Sry for the confusion...

fREak


----------



## irvan36mm (Oct 2, 2001)

satrnfreak said:


> Wow, imma dummarse. I am running a TRC spec car on flat carpet. It has an older style associated front end(not the dynamic one, so long kingpins are out). I was wondering what kinda springs fit this front end not really what to run. Im semi decent setting up my car, but i dont know if wolfe or any other spring will fit this front end. I have been using associated springs up til now, but wanted more of a choice. I know the bubba springs wont work because they are to big in diameter, but i dont know if the pro-standards are the same diameter as the associated ones...
> 
> Sry for the confusion...
> 
> fREak


Freak- No biggie! lol OK,for those old Assoc "C"-shaped front end pieces,you can use either the Assoc springs or the Wolfe springs (std & progressive). The Wolfe spring diameter are slightly bigger than the Assoc,but I have used them in my old Trinity Spec-10 car that had the old Assoc front ends mounted on it with no problems. If you are running a flat carpet track,I would suggest trying a Red LF spring & a Green RF spring (standard ones) to start out with. This is what I ran on carpet w/my old Spec car before our rules changed to allow running any pan car chassis.

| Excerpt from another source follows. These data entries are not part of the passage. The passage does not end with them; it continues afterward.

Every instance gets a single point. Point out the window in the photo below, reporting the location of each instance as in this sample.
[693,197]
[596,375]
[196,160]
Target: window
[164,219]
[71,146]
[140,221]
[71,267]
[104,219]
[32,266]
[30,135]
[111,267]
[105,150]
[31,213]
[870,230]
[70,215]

For tires,if I remember correctly,I used Green Spec rears, Orange Spec on RF,Green Spec on LF. I'll double-check those spring combinations tonight & will post any corrections. 

Hope this helps-LMK if you have any more questions! Good Luck!
-George


----------



## satrnfreak (Sep 28, 2001)

Hey George, THANKS ALOT!!!

Thats what i was looking for, was gonna buy wolfe's, but wasn't sure if they actually fit. Setup sounds quite like mine....

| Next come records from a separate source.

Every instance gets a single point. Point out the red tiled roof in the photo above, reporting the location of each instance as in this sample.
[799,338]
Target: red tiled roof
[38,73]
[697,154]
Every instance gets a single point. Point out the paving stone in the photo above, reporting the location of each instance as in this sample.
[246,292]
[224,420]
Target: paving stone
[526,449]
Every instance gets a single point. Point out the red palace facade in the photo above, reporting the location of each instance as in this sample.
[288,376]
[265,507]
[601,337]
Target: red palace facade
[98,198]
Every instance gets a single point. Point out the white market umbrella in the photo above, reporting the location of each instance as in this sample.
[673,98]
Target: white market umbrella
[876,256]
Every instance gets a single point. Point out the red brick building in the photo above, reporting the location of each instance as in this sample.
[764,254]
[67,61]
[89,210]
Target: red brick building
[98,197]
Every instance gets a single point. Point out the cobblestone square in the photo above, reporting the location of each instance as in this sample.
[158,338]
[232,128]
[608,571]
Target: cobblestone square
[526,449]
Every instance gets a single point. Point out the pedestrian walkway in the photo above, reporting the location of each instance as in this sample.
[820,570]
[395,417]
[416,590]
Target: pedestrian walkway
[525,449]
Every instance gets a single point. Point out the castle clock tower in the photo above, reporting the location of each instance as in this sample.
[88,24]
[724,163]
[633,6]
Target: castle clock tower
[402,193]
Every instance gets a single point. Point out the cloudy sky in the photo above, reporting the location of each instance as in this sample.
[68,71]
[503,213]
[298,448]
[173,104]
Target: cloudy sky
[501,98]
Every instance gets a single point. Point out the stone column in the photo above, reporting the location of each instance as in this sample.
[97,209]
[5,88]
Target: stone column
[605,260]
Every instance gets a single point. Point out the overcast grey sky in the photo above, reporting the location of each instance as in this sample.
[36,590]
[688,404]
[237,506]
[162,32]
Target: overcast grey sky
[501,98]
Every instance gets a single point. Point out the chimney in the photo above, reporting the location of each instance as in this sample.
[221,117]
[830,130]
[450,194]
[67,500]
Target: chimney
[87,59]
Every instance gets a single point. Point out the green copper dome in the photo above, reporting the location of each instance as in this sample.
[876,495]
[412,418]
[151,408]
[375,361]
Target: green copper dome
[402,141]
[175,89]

Blues everywhere except rf, orange there. Associated .22 on the rf, and a .18 on the left front. About a half pound of weight over lf wheel to keep it down 8).

Hey, did you use anything on the damper disc's? I have been using shock oil, but i still have a problem with too much steering on turn in, i was looking for something a little more "STICKY".

Thanks
FReaK


----------



## eviltone (Jul 17, 2003)

satrnfreak said:


> Hey George, THANKS ALOT!!!
> 
> Thats what i was looking for, was gonna buy wolfe's, but wasn't sure if they actually fit. Setup sounds quite like mine....
> 
> ...


Dude, if you're looking for sticky, A little bit of LUCAS OIL STABILIZER should do a wonder! its like 12 bux a quart, and you can also use it to Loob the bearings and bushings. and that quart should last a LONG LONG time

-Tone


----------



## irvan36mm (Oct 2, 2001)

WOW! I've never even thought of using Lucas Oil Stabilizer for dampening lube! And I use it in my Camaro all of the time! Hmmmm!

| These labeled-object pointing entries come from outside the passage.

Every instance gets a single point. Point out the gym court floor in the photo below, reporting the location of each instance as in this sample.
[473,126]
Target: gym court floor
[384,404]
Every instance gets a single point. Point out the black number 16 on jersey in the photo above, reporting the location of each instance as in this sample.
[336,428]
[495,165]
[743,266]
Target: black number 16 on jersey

The best lube I've used for the discs was the Bolink Sure Lube. It is as sticky as the Lucas,but the bad thing was that you had to make sure you had a bunch of extra discs in your pit box. In my past experiences,the Bolink lube had a tendency of eating through the center of the discs after a couple of weeks & pulling the center springs through,thus rendering the discs useless. I've also used Niftech (or similar) diff lube on the discs,too.
-George


----------



## eviltone (Jul 17, 2003)

irvan36mm said:


> WOW! I've never even thought of using Lucas Oil Stabilizer for dampening lube! And I use it in my Camaro all of the time! Hmmmm!
> 
> The best lube I've used for the discs was the Bolink Sure Lube. It is as sticky as the Lucas,but the bad thing was that you had to make sure you had a bunch of extra discs in your pit box. In my past experiences,the Bolink lube had a tendency of eating through the center of the discs after a couple of weeks & pulling the center springs through,thus rendering the discs useless. I've also used Niftech (or similar) diff lube on the discs,too.
> -George


I've never had a street spec, but i figured he did say he wanted something sticky, so i just figured that would be verrrrrry sticky. what are the discs made of? 
i've only used the Lucas stuff on bearings in my Mission Roller Hockey skates. I've been meaning to try the Lucas on my RC cars, but havent as of yet. 
Good Luck with your stuff guys!!

-Tone


----------



## satrnfreak (Sep 28, 2001)

Yo bizznitch, you gonna have any of this Lucas stuff with you on Saturday?? I'll give it a try if you got it. Or wont, we'll se how it handles when i get there. Going with the same set up i had last year and see where that gets me....

FreAk

PS.... dont for get the CO2 TAnk


----------



## eviltone (Jul 17, 2003)

satrnfreak said:


> Yo bizznitch, you gonna have any of this Lucas stuff with you on Saturday?? I'll give it a try if you got it. Or wont, we'll se how it handles when i get there. Going with the same set up i had last year and see where that gets me....
> 
> FreAk
> 
> PS.... dont for get the CO2 TAnk


I gotta see if i still have some! if i dont have it this weekend, i'll have it at the next race day! i usually get it when i do an oil change on Noel's Hyundai. i need to do an oil change, but cant afford it before Marshalls... definately after, though. i'll go to my parents house, and see if they have any left over. i wanna get some of those SLICK ZERO bottles and put the stuff in them. 

-Tone


----------



## craftmastaschiz (Sep 10, 2003)

satrnfreak said:


> Hey George, THANKS ALOT!!!
> 
> Thats what i was looking for, was gonna buy wolfe's, but wasn't sure if they actually fit. Setup sounds quite like mine....
> 
> ...


hall ur car already hooks up more then anyones car and u have the fastest on y r u going to change stuff


----------